El objetivo del Gobierno nacional es presentar un proyecto de Agenda digital que contenga una fuerte interrelación entre el Estado, las Universidades y los sectores productivos, para recuperar la iniciativa en el desarrollo tecnológico, como lo tuvo nuestro país décadas atrás, de la mano del Instituto Nacional de Tecnología Industrial (INTI).

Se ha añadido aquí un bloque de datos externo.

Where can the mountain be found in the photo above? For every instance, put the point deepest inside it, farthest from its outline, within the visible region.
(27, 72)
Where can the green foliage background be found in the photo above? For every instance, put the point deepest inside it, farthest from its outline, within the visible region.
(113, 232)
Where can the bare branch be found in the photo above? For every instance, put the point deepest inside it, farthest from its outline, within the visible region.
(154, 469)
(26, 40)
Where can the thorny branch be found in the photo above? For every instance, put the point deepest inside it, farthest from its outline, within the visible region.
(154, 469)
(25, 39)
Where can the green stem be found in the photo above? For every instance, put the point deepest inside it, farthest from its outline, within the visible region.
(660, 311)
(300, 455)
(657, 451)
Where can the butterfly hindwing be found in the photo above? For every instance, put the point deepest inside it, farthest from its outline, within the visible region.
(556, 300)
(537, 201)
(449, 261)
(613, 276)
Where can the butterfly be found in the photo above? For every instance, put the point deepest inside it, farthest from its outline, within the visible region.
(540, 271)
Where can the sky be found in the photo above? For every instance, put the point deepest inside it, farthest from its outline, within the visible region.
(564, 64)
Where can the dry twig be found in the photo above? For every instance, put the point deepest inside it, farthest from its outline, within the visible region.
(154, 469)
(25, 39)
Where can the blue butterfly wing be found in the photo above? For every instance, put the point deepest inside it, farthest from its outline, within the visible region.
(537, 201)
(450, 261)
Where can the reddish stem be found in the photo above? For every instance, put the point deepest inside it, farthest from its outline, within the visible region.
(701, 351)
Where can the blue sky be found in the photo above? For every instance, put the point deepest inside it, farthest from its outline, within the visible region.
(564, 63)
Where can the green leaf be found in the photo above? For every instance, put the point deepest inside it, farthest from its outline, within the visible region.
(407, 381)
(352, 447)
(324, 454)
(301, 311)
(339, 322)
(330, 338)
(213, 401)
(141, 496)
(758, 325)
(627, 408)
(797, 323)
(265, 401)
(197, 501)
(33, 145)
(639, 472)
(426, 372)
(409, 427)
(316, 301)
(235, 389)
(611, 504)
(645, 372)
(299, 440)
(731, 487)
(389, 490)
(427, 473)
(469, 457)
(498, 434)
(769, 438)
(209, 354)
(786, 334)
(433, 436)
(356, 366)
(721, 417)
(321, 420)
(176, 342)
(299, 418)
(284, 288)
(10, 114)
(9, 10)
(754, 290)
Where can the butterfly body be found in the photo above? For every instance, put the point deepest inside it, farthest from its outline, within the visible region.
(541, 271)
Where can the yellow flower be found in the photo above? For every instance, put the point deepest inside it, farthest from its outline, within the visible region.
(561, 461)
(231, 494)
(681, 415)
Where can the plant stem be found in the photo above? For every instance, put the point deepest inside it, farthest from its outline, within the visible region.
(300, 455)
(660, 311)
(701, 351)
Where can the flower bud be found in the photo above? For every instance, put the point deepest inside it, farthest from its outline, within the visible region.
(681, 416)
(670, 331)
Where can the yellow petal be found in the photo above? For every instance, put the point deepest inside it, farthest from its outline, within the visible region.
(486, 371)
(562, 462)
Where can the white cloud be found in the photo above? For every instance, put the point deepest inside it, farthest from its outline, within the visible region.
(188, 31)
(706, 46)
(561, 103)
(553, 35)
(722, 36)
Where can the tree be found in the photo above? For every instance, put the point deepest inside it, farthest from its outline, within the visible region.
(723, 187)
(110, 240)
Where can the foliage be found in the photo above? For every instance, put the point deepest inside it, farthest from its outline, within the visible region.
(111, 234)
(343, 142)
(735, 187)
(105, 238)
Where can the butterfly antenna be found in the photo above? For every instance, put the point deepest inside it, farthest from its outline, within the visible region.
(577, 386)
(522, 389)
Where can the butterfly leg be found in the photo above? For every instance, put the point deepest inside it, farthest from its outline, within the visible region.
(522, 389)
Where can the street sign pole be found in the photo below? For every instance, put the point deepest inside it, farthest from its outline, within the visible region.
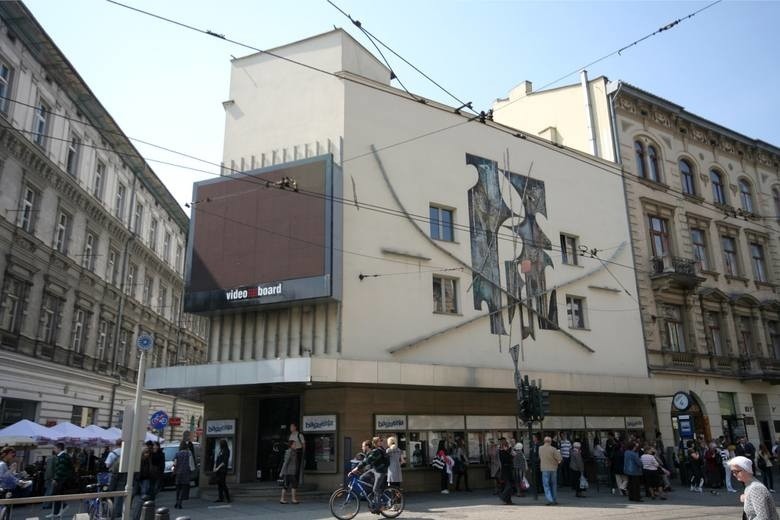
(144, 344)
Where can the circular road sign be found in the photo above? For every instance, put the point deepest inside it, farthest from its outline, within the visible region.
(144, 342)
(159, 420)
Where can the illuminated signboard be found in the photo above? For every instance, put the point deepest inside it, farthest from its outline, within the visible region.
(268, 236)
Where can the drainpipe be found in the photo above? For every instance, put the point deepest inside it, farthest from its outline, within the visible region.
(594, 147)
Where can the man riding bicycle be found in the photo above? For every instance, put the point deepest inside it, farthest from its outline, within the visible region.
(376, 460)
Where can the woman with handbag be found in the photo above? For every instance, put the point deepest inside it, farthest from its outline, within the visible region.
(220, 471)
(289, 473)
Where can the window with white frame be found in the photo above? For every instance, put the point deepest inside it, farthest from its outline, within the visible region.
(62, 232)
(714, 333)
(112, 265)
(445, 299)
(167, 248)
(72, 161)
(718, 187)
(759, 261)
(79, 330)
(569, 249)
(119, 203)
(162, 300)
(51, 316)
(730, 259)
(675, 328)
(14, 304)
(147, 294)
(132, 270)
(90, 251)
(745, 196)
(99, 180)
(28, 212)
(153, 234)
(139, 218)
(687, 177)
(441, 223)
(40, 123)
(575, 311)
(699, 243)
(6, 82)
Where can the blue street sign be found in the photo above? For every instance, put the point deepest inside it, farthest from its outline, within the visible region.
(159, 420)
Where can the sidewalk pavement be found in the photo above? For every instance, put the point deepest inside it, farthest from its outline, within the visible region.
(680, 505)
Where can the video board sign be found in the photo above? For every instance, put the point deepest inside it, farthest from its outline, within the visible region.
(269, 236)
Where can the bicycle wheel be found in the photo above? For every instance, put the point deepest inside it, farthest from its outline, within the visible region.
(392, 502)
(344, 504)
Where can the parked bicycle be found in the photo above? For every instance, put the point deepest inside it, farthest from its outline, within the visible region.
(99, 508)
(345, 501)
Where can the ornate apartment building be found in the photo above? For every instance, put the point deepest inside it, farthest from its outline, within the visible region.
(91, 247)
(703, 207)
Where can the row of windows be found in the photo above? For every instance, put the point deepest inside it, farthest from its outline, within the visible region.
(445, 301)
(675, 325)
(41, 126)
(732, 266)
(648, 167)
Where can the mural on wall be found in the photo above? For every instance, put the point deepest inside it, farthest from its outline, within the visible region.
(525, 275)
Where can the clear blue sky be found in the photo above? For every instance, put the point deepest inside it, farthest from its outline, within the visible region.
(165, 84)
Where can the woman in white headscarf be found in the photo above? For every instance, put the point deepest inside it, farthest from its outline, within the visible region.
(757, 501)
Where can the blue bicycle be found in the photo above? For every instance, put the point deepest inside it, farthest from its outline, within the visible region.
(100, 508)
(345, 501)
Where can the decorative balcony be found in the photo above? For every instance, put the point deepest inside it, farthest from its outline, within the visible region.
(670, 272)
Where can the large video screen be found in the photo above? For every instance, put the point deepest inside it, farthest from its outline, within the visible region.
(263, 237)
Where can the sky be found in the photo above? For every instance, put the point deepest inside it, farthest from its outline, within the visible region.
(165, 85)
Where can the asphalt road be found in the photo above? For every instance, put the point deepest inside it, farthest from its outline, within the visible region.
(466, 506)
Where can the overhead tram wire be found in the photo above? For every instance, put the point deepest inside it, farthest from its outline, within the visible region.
(618, 51)
(514, 132)
(373, 38)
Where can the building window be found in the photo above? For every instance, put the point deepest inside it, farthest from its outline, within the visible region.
(441, 224)
(139, 218)
(28, 213)
(72, 162)
(167, 248)
(131, 277)
(62, 232)
(112, 266)
(569, 249)
(120, 202)
(40, 124)
(731, 265)
(97, 183)
(147, 294)
(575, 309)
(718, 190)
(659, 236)
(12, 309)
(80, 330)
(51, 315)
(745, 335)
(699, 241)
(90, 251)
(445, 295)
(639, 158)
(745, 196)
(162, 301)
(6, 79)
(153, 235)
(774, 338)
(714, 335)
(675, 328)
(759, 263)
(178, 258)
(687, 177)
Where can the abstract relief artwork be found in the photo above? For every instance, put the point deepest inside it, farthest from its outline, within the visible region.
(525, 274)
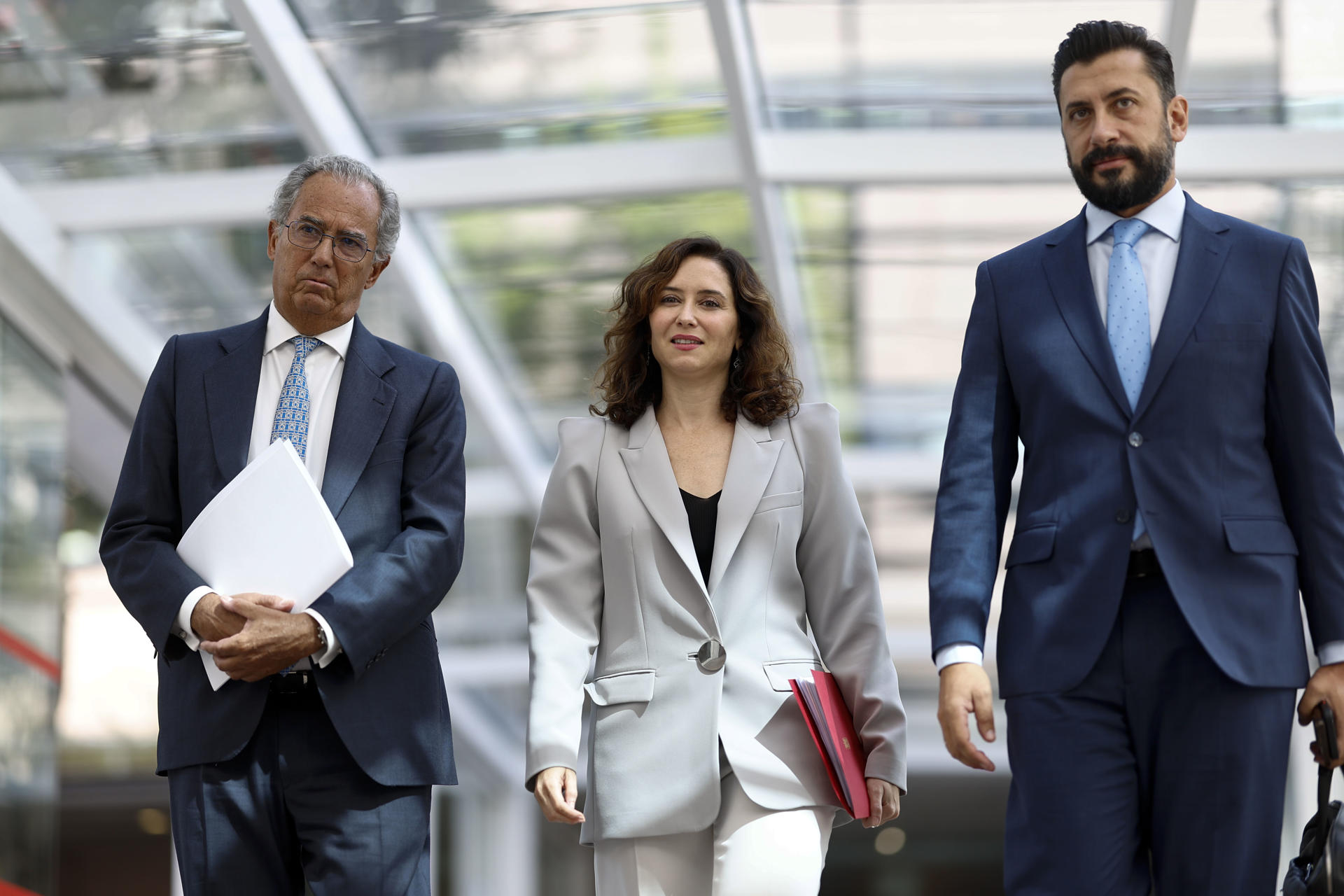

¿Cuáles deberían ser los puntos principales de esta agenda? Sin duda que el uso de la tecnología debería mejorar áreas sensibles como la Salud, la Justicia, la Seguridad y principalmente la Educación. Sustentar estas áreas en procesos automatizados, simples y de fácil acceso no es una utopía. Basta pensar en la historia clínica unificada de cada individuo, en procesos judiciales rápidos y menos burocráticos, en alumnos accediendo al conocimiento y a la capacitación en forma dinámica e integrada, para ingresar a la evolución del mundo moderno.
A diez meses de cumplir los 200 años de vida nuestro país, el Gobierno nacional antes que preocuparse por el pasado, debería enfocarse en plasmar una iniciativa prometedora, como es la Agenda digital, que actualice al país en los próximos años, porque esa será la Argentina heredada por las próximas generaciones.